ANTLR Parsing and C++, Part 2: Building a Python Parser

Matt Scarpino

5.00/5 (3 votes)

1 Aug 2021CPOL11 min read

11.9K

556

Explains how to generate Python parsing code with ANTLR and use the code to create a Python parser in C++

The preceding article presented the basics of ANTLR parser generation and explained how to access the generated code in C++. This article goes further and shows how to use ANTLR to code an advanced Python parser in C++.

1 Introduction

The preceding article explained how ANTLR-generated code can be accessed in a C++ application. The grammar was trivially simple, so the generated code wasn't suitable for demonstrating ANTLR's advanced capabilities. This article generates parsing code from a Python grammar and presents an application that uses the code to analyze a Python script.
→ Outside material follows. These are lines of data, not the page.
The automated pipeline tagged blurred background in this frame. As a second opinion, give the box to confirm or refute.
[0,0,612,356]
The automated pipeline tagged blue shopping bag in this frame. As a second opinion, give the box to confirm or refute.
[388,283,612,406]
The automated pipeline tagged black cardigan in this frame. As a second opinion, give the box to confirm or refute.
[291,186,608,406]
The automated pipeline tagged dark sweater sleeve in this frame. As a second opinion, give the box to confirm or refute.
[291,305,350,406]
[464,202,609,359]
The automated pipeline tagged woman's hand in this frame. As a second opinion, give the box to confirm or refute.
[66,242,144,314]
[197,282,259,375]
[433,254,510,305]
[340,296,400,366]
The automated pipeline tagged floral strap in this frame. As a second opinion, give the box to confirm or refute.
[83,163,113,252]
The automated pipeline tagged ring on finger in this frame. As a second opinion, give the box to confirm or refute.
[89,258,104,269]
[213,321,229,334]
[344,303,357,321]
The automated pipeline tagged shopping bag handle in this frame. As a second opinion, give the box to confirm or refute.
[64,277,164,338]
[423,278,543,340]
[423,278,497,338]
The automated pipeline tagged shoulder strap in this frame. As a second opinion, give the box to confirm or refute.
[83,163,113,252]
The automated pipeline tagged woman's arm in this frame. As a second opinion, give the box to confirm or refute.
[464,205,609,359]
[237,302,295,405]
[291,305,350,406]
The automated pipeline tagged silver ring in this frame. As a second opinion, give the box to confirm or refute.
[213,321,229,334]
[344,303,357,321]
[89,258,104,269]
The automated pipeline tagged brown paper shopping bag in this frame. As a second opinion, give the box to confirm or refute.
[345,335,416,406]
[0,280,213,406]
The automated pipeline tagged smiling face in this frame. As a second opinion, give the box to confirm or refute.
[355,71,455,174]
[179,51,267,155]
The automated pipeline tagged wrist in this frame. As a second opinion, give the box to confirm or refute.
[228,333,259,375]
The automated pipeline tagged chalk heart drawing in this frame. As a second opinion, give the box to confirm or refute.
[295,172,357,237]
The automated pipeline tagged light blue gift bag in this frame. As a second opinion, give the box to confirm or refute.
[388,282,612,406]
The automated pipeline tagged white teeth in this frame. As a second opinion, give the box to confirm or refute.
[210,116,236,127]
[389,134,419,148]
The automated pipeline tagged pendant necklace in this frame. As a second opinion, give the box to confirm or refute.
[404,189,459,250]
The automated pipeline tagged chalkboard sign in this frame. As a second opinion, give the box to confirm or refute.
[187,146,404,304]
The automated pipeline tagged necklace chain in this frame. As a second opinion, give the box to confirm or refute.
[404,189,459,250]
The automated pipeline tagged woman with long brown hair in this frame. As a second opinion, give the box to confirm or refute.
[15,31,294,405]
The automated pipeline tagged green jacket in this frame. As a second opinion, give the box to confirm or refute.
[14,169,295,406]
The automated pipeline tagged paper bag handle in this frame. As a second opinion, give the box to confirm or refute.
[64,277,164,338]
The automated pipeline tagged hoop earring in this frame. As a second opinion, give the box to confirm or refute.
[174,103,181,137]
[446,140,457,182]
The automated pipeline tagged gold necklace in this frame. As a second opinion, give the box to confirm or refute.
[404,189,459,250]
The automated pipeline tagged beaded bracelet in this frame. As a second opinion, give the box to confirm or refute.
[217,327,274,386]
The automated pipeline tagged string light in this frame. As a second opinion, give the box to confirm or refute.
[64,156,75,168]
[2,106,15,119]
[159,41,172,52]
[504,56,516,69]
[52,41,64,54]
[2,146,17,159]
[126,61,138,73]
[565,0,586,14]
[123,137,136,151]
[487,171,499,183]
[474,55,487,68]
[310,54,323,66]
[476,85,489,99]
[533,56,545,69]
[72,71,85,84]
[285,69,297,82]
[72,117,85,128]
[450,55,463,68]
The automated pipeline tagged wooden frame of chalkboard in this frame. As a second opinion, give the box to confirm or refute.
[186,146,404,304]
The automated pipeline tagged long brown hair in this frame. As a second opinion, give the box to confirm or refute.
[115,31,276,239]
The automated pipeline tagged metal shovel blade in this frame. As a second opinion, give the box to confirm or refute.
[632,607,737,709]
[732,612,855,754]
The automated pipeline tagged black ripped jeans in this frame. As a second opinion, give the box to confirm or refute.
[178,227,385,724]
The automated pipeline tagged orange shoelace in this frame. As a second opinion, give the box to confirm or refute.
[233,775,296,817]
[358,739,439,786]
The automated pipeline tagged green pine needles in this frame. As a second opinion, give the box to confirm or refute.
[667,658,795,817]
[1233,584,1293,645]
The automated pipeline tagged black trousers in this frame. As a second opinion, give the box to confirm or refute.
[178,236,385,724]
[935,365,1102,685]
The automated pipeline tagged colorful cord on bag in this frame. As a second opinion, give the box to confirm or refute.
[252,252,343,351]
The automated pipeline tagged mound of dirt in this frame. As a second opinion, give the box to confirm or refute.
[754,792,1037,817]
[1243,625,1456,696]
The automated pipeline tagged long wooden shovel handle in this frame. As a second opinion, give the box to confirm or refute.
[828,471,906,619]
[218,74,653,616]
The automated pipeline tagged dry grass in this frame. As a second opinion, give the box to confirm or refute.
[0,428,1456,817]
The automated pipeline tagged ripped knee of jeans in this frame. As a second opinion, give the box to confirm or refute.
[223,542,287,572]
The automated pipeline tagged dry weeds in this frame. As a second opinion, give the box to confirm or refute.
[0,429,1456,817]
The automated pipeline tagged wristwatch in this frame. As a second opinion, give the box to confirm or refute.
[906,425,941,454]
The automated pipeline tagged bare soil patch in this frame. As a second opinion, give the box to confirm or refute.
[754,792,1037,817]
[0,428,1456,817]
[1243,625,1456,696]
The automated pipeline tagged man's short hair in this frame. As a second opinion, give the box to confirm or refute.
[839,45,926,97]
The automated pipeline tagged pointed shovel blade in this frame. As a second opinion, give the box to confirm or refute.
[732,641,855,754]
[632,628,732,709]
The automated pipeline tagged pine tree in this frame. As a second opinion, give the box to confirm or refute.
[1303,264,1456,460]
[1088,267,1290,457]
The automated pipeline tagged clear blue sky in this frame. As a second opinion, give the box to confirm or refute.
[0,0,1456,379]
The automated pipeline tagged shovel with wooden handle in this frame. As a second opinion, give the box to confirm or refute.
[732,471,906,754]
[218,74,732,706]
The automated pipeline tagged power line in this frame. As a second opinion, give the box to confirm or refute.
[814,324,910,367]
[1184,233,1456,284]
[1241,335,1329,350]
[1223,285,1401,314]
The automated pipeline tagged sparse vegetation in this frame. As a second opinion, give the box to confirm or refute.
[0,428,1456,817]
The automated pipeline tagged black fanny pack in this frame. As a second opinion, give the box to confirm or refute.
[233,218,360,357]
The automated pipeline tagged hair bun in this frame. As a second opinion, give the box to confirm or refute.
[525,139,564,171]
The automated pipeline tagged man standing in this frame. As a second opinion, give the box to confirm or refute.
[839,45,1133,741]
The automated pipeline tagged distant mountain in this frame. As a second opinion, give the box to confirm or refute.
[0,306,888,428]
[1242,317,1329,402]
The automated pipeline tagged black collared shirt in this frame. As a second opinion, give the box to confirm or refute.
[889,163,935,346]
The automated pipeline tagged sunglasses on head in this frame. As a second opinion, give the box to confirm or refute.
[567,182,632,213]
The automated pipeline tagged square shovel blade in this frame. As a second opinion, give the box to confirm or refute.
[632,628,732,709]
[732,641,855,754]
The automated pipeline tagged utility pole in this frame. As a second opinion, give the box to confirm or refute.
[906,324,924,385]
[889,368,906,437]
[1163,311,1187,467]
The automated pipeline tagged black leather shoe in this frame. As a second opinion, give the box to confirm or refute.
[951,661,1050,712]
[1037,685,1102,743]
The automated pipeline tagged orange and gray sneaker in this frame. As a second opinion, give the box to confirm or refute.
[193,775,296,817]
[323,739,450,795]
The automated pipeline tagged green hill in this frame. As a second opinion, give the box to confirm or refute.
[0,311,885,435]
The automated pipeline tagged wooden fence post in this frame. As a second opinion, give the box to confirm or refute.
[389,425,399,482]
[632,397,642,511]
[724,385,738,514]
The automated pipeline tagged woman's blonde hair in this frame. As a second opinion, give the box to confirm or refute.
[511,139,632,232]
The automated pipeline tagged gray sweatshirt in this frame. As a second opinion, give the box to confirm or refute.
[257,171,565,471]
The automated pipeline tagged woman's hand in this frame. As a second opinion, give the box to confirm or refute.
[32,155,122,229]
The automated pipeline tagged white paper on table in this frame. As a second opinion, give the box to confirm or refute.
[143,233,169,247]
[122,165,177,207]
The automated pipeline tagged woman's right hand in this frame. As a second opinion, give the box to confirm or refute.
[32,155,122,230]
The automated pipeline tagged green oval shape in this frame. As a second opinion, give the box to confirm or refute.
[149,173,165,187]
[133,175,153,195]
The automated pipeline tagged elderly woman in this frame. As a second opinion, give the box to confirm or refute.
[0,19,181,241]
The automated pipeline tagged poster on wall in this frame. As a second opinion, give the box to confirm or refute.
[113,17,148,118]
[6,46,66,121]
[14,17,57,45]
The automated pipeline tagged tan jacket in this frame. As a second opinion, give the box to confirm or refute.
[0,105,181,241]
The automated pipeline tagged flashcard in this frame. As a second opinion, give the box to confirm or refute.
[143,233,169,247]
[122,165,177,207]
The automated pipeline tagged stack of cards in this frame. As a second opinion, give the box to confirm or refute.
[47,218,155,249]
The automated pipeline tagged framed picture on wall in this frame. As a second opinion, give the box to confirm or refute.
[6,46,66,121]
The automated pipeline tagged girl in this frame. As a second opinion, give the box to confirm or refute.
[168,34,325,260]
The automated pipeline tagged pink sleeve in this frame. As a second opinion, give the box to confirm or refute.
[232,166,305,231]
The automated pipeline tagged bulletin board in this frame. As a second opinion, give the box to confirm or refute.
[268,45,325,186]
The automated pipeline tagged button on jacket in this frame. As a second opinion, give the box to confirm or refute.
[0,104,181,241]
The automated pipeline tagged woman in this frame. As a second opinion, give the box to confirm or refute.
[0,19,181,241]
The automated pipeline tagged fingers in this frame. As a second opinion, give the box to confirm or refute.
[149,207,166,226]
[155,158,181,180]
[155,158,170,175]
This article presents a number of advanced features related to ANTLR grammars. Then it explains how to analyze parse trees using listeners and visitors.

2 Parsing Python

You can find several grammar files on ANTLR's Github page. In the Python folder, you'll find different grammars related to the Python programming language. This article is concerned with the grammar file in the python/python3-cpp folder, Python3.g4. This is provided in this article's Python3_grammar.zip file, and you can generate code from it by entering the following command:

java -jar antlr-4.9.2-complete.jar -Dlanguage=Cpp -visitor Python3.g4

The -visitor flag is new, and it tells ANTLR to generate code for visitor classes. I'll explain what visitor classes are later in this article.

Right now, I'd like to present an overview of Python's grammar. Then I'll explain how to build this article's example application, which analyzes the parse tree of a short program using a listener and a visitor.

2.1 Fundamental Parsing Rules

Python has become immensely popular and a large part of the reason is simplicity. Python is easy to read, easy to code, and easy to debug. It's also easy to parse, which makes it ideal for advanced ANTLR development. This discussion focuses on parsing the code in the test.py file, which is presented in Listing 1.

Listing 1: test.py

Python

letters = ["a", "b", "c"]
for letter in letters:
    print(letter)
print("Done")

As the parser analyzes this text, it forms a parse tree whose nodes represent grammar rules. Figure 1 shows what the upper part of the parse tree looks like.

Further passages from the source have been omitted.